Down the Drain in London

The Great Stink to the Great Smog

by Louise Irvine

The current pandemic prompted me to look back through the archives to see how a pioneering Victorian potter responded to an earlier public health crisis. For centuries, fighting disease meant battling foul smells as the miasma theory was widely held. Many claimed that bad air and unpleasant odours could cause illness, a view that prevailed until the 1890s when viruses were discovered, and germ theory became more widely accepted.

Major industrial cities were malodorous nightmares reeking of festering sewers, rotting carcasses in slaughterhouses, and noxious factory fumes. Killer diseases, such as as cholera, tuberculosis, yellow fever, and typhus could strike at any moment in the overcrowded unsanitary conditions. During the first half of the 19th century, the death rate in Britain’s cities was higher than at any time since the Black Death during the 14th century.

The Great Stink

Miasma from the River Thames was blamed for transmitting contagious diseases, even though Sir John Snow, a London physician, demonstrated that cholera was waterborne and caused by contaminated supplies. During the Great Stink of 1858, a hot summer exacerbated the smell of untreated human waste and industrial effluent that emptied directly into the river. The stink was so bad in the Houses of Parliament that the curtains were soaked in bleach to alleviate the odor. Victorian men and women carried perfumed handkerchiefs and nosegays in the streets and buried their noses when the stench became unbearable. Appropriate government response finally came with plans to build a new sewer network for London. Over the next 16 years, civil engineer Sir Joseph William Bazalgette masterminded 82 miles of main sewers, 1100 miles of street sewers, 4 pumping stations, 2 treatment works and 3 embankments.

The Doulton Lambeth Pottery

The Lambeth district of London, where the Doulton pottery was founded in 1815, was a hotbed of disease. It was particularly smelly with its bone-boiling and manure works on the banks of the River Thames. Henry Doulton, the son of the founder, was very sensitive to these appalling conditions when he began his career at the Lambeth pottery in 1835 at the age of 15. According to his biographer, Sir Edmund Gosse, he was hurrying along Naked Boy Alley with his handkerchief pressed to his nostrils when he realized that “there are few bigger tasks for a plain man to accomplish than the resolute and efficient drainage as such sinks of pollution as this.”

Henry Doulton soon became convinced that the salt-glaze stoneware water pipes that his father had been making since the 1820s had wider applications. In the 1840s, sanitary engineers began to advocate the use of impermeable, non-corrosive stoneware pipes for the disposal of sewage to replace the inadequate flat-bottom drains of porous bricks that harboured disease. The chief protagonist, Edwin Chadwick, who became known as “The Father of Sanitary Science”, published a disturbing 'Report on the Sanitary Condition of the Labouring Population' in 1842.

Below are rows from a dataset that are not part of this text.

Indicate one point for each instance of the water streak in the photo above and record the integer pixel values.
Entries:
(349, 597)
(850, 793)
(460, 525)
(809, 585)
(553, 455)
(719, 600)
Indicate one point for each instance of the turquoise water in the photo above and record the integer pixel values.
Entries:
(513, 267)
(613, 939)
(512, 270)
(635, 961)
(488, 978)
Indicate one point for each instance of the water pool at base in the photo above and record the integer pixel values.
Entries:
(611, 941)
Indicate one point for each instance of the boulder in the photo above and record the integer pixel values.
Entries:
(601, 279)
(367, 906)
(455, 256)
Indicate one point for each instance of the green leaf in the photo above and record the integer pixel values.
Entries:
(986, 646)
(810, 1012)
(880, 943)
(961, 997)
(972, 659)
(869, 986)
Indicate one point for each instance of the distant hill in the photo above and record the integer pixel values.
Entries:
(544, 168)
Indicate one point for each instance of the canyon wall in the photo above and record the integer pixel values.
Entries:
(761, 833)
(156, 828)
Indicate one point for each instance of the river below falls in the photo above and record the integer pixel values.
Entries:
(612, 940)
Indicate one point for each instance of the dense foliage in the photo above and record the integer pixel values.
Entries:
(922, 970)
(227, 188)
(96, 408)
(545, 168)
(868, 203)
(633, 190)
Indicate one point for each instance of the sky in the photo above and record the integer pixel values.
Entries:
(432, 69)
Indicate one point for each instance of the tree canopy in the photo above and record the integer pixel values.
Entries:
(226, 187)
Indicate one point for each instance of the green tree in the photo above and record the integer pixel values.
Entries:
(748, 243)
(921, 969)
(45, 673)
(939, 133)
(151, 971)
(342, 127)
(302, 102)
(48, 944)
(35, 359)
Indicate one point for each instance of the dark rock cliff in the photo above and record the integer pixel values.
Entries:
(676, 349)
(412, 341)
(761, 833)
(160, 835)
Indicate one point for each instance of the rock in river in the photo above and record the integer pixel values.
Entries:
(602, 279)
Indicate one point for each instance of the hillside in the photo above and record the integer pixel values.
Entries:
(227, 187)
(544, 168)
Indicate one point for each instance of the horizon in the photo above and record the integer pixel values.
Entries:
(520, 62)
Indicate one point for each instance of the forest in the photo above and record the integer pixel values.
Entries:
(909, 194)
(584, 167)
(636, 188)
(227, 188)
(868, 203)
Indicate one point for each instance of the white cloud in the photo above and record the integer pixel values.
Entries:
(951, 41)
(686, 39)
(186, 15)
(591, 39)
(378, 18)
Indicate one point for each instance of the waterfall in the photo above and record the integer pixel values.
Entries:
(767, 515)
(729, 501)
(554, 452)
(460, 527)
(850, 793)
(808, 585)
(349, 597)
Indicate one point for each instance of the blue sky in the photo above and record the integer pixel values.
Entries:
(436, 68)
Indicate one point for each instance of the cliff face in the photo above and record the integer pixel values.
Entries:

Henry Doulton followed the research and debates of the sanitary reformers in the burgeoning public health movement with great interest. He predicted that the future demand for stoneware pipes would be beyond the scope of his father's factory. Accordingly, in 1846 he established his own business in High Street Lambeth, exclusively for the manufacture of drainpipes. The Public Health Act of 1848 greatly aided the development of his drainpipe business and in that year, Henry Doulton acquired another works at Rowley Regis, near Dudley in Staffordshire to supply the Midlands area, which went on to become the largest drainpipe factory in the world.

Doulton's first stoneware pipes were thrown on the wheel but suitable steam powered machinery, using metal dies for extruding the clay, was soon developed for making circular pipes for the efficient flushing of sewage. Henry Doulton also concentrated on perfecting sound, water-tight pipe joints and was one of the first manufacturers to recognise the need for flexibility to compensate for the inevitable settlement after the pipes had been laid. By the 1870s, Henry Doulton had supplied drainpipes for the London sewer system and developed a large export trade. For the next fifty years the company supplied sewers for many European cities as well as for countries further afield, such as India, Australia, Argentina, and Brazil. By 1899 the combined output of all the Doulton works amounted to over 30 miles of pipe a week.

Doulton’s pipe business flourished at regional factories in Britain during the 20th century but production stopped in London in 1956 due to the world’s first Clean Air Act. This British government legislation was prompted by the Great Smog of December 1952, when Londoners were trapped in a deadly cloud of fog and pollution for five days. Smog was a regular problem in the most overpopulated and industrialized city in the world. Smoke from coal fires for heating homes and power generating stations stagnated in the cold air most winters. However, the prolonged crisis choked more than 12,000 people to death. Photographs from the time show Londoners wearing masks just like today. Let’s hope scientists find a vaccine soon for today’s public health crisis.